Assignment on RPubs
Rmd on Github

Introduction

This asignment will employ the New York Times’ set of APIs to read data into JSON and transform it into an R data frame. We will use the New York Times Top Stories API and select world stories. An example of the call would use this API call https://api.nytimes.com/svc/topstories/v2/world.json?api-key=yourkey.

Import

Let’s import the data from the New York Times.

library(jsonlite)


# Call the JSON frm the NY Times by constructing the call store
apikey <- "WVJoOYFhRCJAX5qahIguxfbZmmcpVeBA"
baseurl <- "https://api.nytimes.com/svc/topstories/v2/world.json?api-key="

url <- URLencode(paste0(baseurl, apikey))
request <- fromJSON(url)
stories <- request$results


This is how the the top world stories looks using the fromJSON function from the jsonlite package.

stories

Let’s look at particular aspects of the data frame.

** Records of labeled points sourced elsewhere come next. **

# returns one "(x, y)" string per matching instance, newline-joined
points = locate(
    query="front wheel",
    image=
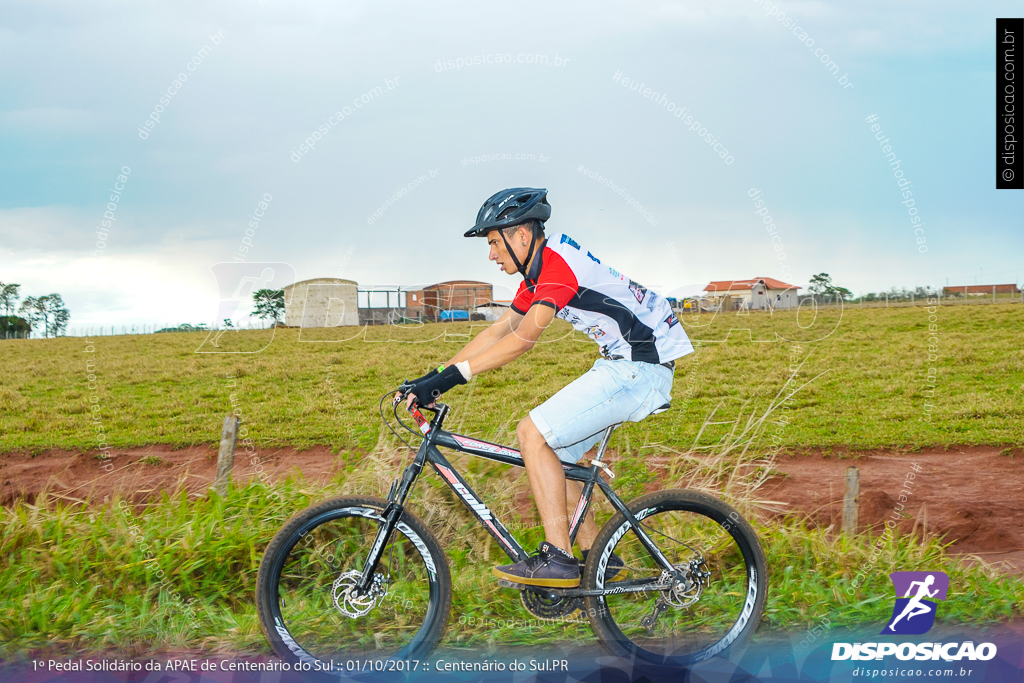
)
(305, 591)
(717, 607)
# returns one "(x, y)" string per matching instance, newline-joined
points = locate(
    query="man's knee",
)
(527, 434)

# These are the column names
colnames(stories)
##  [1] "section"             "subsection"          "title"              
##  [4] "abstract"            "url"                 "uri"                
##  [7] "byline"              "item_type"           "updated_date"       
## [10] "created_date"        "published_date"      "material_type_facet"
## [13] "kicker"              "des_facet"           "org_facet"          
## [16] "per_facet"           "geo_facet"           "multimedia"         
## [19] "short_url"
# This is the data type of the object
class(stories)
## [1] "data.frame"
# Let's look at the first 10 titles 
stories[1:10, 3:5]


Let’s look at how many of the top stories have Coronavirus in their title.

library(stringr)
library(dplyr)
## 
## Attaching package: 'dplyr'
## The following objects are masked from 'package:stats':
## 
##     filter, lag
## The following objects are masked from 'package:base':
## 
##     intersect, setdiff, setequal, union
coronavirus <- stories %>% 
  filter(str_detect(title, "Coronavirus"))

cNumber <- nrow(coronavirus)

There are 11 stories in the top stories with Coronavirus in their title.



Conclusion

jsonlite is a welcome package for working with APIs that generate JSON objects for data.